US military leaders including Pete Hegseth, the defense secretary, met with executives from the artificial intelligence firm Anthropic on Tuesday to hash out a dispute over what the government will be able to do with the company’s powerful AI model. Hegseth gave Dario Amodei, the Anthropic CEO, until the end of the day Friday to agree to the department’s terms or face penalties, Axios reported.
Anthropic, which presents itself as the most safety-forward of the leading AI companies, has been mired in weeks of disagreement with the Pentagon over how the military is allowed to use its large language model, Claude. US defense officials have pushed for unfettered access to Claude’s capabilities, while Anthropic has reportedly resisted allowing its product to be used for mass surveillance or autonomous weapons systems that can use AI to kill people without human input. The Department of Defense (DoD) has integrated Claude into its operations, but has threatened to sever the relationship over what its top brass perceives as roadblocks erected by Anthropic.
At stake in the negotiations is whether the AI industry will push back against government demand for the military use of their products, something that has long been controversial among researchers and ethical AI advocates. Defense officials have already threatened punitive measures against Anthropic if it does not comply, including canceling a massive contract with the company and designating it a “supply chain risk”.
The DoD struck deals with several major AI firms including Anthropic, Google and OpenAI in July last year, offering them contracts worth up to $200m. Until this week, however, Anthropic’s Claude product was the only model permitted for use in the military’s classified systems. The DoD signed a deal on Monday which allowed the use in classified systems by military personnel of Elon Musk’s xAI chatbot, which has faced recent backlash over producing nonconsensual sexualized images of children.
Both xAI and OpenAI have agreed to the government’s terms on the uses of their AI, according to he Washington Post, with a defense official stating that OpenAI had allowed its model to be used for “all lawful purposes”. OpenAI did not immediately respond to a request for comment on their agreement with the government.
The meeting between Anthropic and the Pentagon is taking place a month after the US military reportedly used Claude to assist in its capture of Venezuelan leader Nicolás Maduro. There has been a widespread push from the Trump administration to integrate AI into the military, while Donald Trump has repeatedly vowed that the US will win a global AI arms race to dominate the technology.
Emil Michael, the Pentagon’s chief technology officer and a former Uber executive, has publicly campaigned for Anthropic to “cross the Rubicon” and agree to the government’s terms.
“I think if someone wants to make money from the government, from the US Department of War, those guardrails ought to be tuned for our use cases – so long as they’re lawful,” Michael told Defense Scoop last week.

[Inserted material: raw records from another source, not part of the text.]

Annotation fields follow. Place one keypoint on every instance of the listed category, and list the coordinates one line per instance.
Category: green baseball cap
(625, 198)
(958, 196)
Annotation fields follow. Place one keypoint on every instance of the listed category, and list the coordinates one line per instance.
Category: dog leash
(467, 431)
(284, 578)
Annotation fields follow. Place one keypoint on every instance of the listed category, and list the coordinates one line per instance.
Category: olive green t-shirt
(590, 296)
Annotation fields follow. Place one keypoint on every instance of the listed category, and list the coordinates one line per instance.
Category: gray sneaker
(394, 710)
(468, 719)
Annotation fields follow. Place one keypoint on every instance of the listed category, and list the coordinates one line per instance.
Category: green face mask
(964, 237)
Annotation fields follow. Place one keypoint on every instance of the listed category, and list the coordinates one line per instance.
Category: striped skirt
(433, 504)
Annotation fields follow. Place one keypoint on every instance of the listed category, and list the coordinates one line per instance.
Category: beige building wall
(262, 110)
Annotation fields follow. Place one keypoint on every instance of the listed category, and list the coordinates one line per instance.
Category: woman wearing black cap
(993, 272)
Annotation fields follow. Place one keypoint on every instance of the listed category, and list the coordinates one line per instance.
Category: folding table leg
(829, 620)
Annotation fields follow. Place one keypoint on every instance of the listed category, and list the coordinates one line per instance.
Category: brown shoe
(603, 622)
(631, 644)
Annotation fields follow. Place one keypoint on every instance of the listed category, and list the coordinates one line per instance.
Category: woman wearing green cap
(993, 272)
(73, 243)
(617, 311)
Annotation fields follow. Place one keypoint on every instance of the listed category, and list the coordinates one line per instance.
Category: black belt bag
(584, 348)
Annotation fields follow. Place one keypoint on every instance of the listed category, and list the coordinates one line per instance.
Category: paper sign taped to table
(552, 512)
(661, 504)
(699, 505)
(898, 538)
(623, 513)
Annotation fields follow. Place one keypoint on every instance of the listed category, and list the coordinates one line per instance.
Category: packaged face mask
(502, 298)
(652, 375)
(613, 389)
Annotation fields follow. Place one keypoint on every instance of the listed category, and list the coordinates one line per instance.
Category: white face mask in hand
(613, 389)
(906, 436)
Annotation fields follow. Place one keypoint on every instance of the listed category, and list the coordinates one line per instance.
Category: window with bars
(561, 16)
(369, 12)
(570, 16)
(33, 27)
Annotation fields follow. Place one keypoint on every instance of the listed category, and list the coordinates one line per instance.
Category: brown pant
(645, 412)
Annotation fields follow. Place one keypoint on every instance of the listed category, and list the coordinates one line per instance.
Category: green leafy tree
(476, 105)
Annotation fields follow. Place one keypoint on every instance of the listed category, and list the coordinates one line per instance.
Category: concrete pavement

Anthropic’s Amodei has meanwhile long spoken out in favor of greater regulation on AI, while his company has backed a political action committee advocating for stronger safeguards over artificial intelligence. Amodei opposed Trump during the 2024 US presidential campaign and Anthropic has hired several former Biden staffers, which the Wall Street Journal reported was a contributing factor in a pro-Trump venture capital firm backing out of investing in Anthropic earlier this year.
The Pentagon has poured billions of dollars in recent years into pursuing AI-enabled technologies ranging from unmanned aerial drones to automated targeting systems. The advancement of these technologies has accelerated ethical questions around how much decision making power to cede to AI when it comes to lethal force. These debates are no longer theoretical, with fighting in Ukraine featuring deadly semiautonomous drones that can operate without human control.